By putting up its blog, Dell is inviting a conversation with its customers, which is clearly happening. Naturally, customers with support issues will make comments on the blog and seek resolution there. There needs to be a process of accepting these support requests and processing them effectively that is integrated with the blogging effort. Yes, Dell has support forums on their site. Yes, they also have the means for accepting support requests by email and phone. The problem is that the customer sees the blog as a point of engagement and by posting their issue there, they are expecting resolution; they are not expecting to be told that they need to enter their request for that specific issue elsewhere or that there is some special workflow behind the scenes to address the issue.

The problem now is a broken interface to the company for customer engagement. This approach says, we’re putting up a blog so that we can engage with you, our customers. However, if you want to engage on a support issue, you must engage elsewhere - either on our forums or by email. If you want product information, please go elsewhere.

I firmly believe that customers are going to expect to be able to engage directly with a company on any and all issues, and they are expecting that engagement interface to be easy to use, and the process behind it to be responsive and transparent.

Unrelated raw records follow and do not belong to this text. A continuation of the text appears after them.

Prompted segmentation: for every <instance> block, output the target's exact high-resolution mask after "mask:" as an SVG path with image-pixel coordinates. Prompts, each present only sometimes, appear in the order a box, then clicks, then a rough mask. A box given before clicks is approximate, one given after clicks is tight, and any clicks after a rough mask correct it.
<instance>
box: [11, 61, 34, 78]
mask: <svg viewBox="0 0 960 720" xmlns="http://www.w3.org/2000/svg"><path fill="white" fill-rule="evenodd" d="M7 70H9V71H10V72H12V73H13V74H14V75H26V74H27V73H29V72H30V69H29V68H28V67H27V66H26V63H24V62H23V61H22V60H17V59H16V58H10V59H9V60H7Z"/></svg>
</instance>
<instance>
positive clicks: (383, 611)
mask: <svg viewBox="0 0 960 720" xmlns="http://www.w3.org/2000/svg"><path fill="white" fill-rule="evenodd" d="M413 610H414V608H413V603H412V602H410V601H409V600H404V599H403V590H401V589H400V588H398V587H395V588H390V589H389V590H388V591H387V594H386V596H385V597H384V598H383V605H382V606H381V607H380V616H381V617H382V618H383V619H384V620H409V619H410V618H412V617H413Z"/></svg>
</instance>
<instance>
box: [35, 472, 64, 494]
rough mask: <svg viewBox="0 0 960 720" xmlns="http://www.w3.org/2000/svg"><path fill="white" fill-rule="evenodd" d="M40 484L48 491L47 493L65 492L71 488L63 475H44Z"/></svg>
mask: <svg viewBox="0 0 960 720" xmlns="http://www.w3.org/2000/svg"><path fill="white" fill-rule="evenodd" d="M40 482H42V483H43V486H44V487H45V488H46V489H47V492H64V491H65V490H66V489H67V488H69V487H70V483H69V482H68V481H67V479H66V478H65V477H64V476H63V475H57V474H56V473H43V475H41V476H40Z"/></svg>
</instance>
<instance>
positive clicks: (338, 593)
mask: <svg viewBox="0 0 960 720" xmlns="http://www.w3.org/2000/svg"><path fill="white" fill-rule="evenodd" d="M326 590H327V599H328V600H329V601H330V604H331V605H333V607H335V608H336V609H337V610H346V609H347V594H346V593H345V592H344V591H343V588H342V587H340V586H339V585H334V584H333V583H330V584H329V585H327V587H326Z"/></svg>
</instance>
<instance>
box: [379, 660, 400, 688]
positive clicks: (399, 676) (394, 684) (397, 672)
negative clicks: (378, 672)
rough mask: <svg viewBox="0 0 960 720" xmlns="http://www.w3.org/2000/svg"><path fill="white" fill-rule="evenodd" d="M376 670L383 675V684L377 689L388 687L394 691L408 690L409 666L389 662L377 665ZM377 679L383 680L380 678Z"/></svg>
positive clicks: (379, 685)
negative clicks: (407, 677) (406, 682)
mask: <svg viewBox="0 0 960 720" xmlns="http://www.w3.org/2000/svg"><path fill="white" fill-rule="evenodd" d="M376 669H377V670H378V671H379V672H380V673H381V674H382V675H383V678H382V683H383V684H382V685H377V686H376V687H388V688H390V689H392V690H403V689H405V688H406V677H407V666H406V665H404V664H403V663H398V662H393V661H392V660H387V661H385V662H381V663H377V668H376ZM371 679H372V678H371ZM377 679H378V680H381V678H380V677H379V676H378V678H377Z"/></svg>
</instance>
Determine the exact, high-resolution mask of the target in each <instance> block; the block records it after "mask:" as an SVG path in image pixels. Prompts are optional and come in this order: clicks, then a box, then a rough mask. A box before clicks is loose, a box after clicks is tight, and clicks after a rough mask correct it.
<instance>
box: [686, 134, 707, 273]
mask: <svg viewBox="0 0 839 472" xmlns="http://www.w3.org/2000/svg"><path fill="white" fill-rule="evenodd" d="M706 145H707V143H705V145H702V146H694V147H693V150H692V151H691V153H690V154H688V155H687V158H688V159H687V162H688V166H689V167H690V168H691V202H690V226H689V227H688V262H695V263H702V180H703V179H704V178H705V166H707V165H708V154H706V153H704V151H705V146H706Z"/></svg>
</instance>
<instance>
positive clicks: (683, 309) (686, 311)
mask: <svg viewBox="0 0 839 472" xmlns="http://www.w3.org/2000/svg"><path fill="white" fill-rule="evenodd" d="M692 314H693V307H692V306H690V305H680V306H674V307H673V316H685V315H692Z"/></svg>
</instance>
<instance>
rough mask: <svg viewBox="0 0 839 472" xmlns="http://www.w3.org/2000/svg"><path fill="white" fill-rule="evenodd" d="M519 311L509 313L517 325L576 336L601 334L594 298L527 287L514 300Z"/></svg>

Anything less than this will lead the customers to self-organize in their own more-efficient community in order to get the company to respond, or worse to defect to a competitor.

The additional benefits to the company of taking this approach include higher customer satisfaction and better information on the effectiveness of their efforts to engage their customers, since all of the data will reside in a single system instead of across islands of blogs, forums, and other systems.

True customer engagement goes beyond blogging and responding to comments; it needs a holistic approach.